Like many people here, I have been opening the little chute and vacuuming out the chaff in between roasts. I’ve had the feeling for quite a while that the vacuum isn’t doing a very good job. I bought an extra Chaff collector assembly from Sweet Marias and I can now change out the entire assembly in just a few seconds in between roasts even when the Bullet is hot.
For the last roasting session that I did, I roasted two batches of Ethiopian Dry Process (400g) beans. I didn’t use the vacuum and shut off the Bullet and let it cool to room temperature.
I put and endoscope camera in the vacuum port and looked at the Chaff basket. It was completly covered with chaff.
Without powering up the Bullet and with the fan off, I used my shop vac and vacuumed from the chaff port with a crevice tool on the vac and recorded the amount of chaff that was removed. The vacuum did not remove much of the chaff. This really wasn’t a very accurate test because normally the exhaust fan would be on in between roasts and holding the chaff against the screen of the chaff basket. I also opened up the bean loading silicone plug to see if more air flow would help dislodge the chaff, but it did not.
i took the cover off of the chaff collector assembly and mounted in on the bullet so that I could better visualize the setup.
(A lot of the chaff got knocked off when I took off the cover.)
I have noticed that If I am doing back to back roasts with chaffy beans, the second and third roasts have a lot more “noise” in the profile. (not smooth curves)
I am just sharing my findings.
You should be able to verify what I have noticed by holding open the chute port and using a small mirror and looking at the chaff basket.

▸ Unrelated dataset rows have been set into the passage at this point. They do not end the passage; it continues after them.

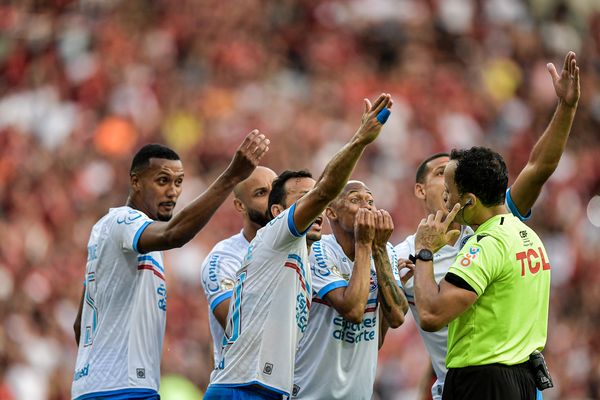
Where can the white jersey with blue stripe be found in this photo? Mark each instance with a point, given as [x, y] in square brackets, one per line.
[337, 359]
[219, 272]
[437, 342]
[124, 312]
[268, 312]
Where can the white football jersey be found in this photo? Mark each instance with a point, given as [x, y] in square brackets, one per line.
[268, 312]
[337, 359]
[219, 272]
[437, 342]
[124, 311]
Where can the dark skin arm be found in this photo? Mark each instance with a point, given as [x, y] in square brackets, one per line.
[437, 305]
[546, 153]
[339, 168]
[391, 298]
[350, 301]
[189, 221]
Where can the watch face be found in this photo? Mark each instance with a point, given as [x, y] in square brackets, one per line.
[425, 255]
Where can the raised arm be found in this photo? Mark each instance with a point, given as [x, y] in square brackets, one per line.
[77, 323]
[546, 153]
[189, 221]
[339, 168]
[437, 305]
[351, 301]
[391, 298]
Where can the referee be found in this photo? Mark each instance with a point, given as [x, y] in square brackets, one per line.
[495, 295]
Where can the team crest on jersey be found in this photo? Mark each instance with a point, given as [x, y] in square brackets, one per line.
[470, 256]
[227, 284]
[464, 241]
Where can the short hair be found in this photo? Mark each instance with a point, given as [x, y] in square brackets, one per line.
[278, 192]
[142, 158]
[481, 171]
[423, 168]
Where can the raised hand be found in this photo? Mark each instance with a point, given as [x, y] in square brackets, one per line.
[248, 155]
[433, 233]
[374, 116]
[364, 226]
[566, 84]
[405, 264]
[384, 226]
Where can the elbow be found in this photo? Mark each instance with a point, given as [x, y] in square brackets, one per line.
[397, 321]
[430, 323]
[354, 315]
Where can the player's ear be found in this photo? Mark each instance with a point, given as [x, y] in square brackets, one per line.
[276, 209]
[238, 205]
[135, 182]
[420, 191]
[330, 214]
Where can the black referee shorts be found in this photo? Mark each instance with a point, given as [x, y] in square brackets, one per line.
[490, 382]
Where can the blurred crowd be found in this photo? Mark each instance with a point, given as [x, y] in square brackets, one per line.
[84, 83]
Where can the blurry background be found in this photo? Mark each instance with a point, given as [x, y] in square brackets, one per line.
[84, 83]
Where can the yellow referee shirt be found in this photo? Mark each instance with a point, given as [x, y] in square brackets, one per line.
[506, 264]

Another observation that I have had is:
The first time I did a deep clean of the chaff collector and removed the stainless steel sheet metal barrier, I did not re-assemble it correctly and had problems getting the chaff collecter to ‘lock’ in when trying to re-install it on the Bullet.
What I found was:
you need to be careful to make sure that the locating button pins are fully seated in the bore of the sheet metal.
Not like this:
If you see a gap between the button pin and the sheet metal, you will need to wiggle the button pin until the shoulder of the pin aligns and then allows you to screw the pin all the way down.
If you look at the holes with the pin removed, you might see this:
The holes have to be aligned the same. (Concentric)
I usually roast a max of 5 batches, 454g each, before pulling off the chaff collector and cleaning.
My process is:
- Remove chaff collector box.
- Use shop vac to get most of chaff out.
- Remove metal chaff filter basket.
- Use toothbrush to clean metal chaff basket.
- Re-assemble chaff collector and remount.
- Clean other areas using shop vac.
I was suprised how much chaff you get from just one pound, especially Ethiopian Naturals.
Billc, excellent writeup and pics. Thanks for pointing out that potential issue.
I just watched a question and answer video from Roast Rebels with Steffen Lav from Aillio and he made the comment that depending on the beans being roasted that using a brush on the fileter basket isn’t enough, If you hold the basket up to the light, you can see that there is some buildup that he esitmates reduces airflow through the screen by 20% to 30%. I have noticed this also. (not the percentage of reduction, just that the screen is getting clogged)
One of the first things that I did was to buy an extra chaff basket and in between darker roasts with chaffy beans, I would pull the basket out, Vaccum the chaff collector and then put in the clean basket. Then I woud take the dirty basket and put it in a bowl of Cafiza for a few minutes and then rinse it and dry it with a towel and it would be ready to go.
I now have a complete extra chaff collector assembly that I can swap out in just a few seconds so as not to slow down my back to back roasting and have to wait for the heat in the drum to stabilize again.
I believe that I paid around $110.00 USD for the complete assembly.
This may be unnecessary for most people. If you have come up with a process and are getting good back to back roasts, then you don’t need to worry about this.
I am a bit OCD and can’t let it go…
Another thing that Steffen points out: If the chaff basket does get clogged up and reduces the air flow, then your recipe (manual or automatic) will no longer be accurate because if the chaff basket is clogged, then F2 might be the equivalent of F1, and F3 might be the equivalent of F2. The bullet has no way of knowing that the air flow has been compromised.
My prejudice says he/you are right on the money. And no amount of testing says what a particular bean is going to do. As you say above it’s more of an issue for those that roast dark. I think yours is a good approach though it consumes time between/during roasts.
Also I have found a wire brush (something used to prep copper for soldering) works well for cleaning the tarry glue that sticks to the screen. Clearly Cafiza is a better answer, especially mid-session. The wire brush makes the screen material of the filter shiny but it does a poor job clearing the material from the tiny openings in the screen mesh- and that’s what blocks air flow.
Bruce: As you know all too well the eingineering mindset:
The elimination of variables leads to better consistency.
I do see some residual “stuff” on the screen when cleaning mid-session, but that has been my solution so far. I am ordering another screen so that I can swap out for clean during roasting sessions and clean one while continuing the roast session.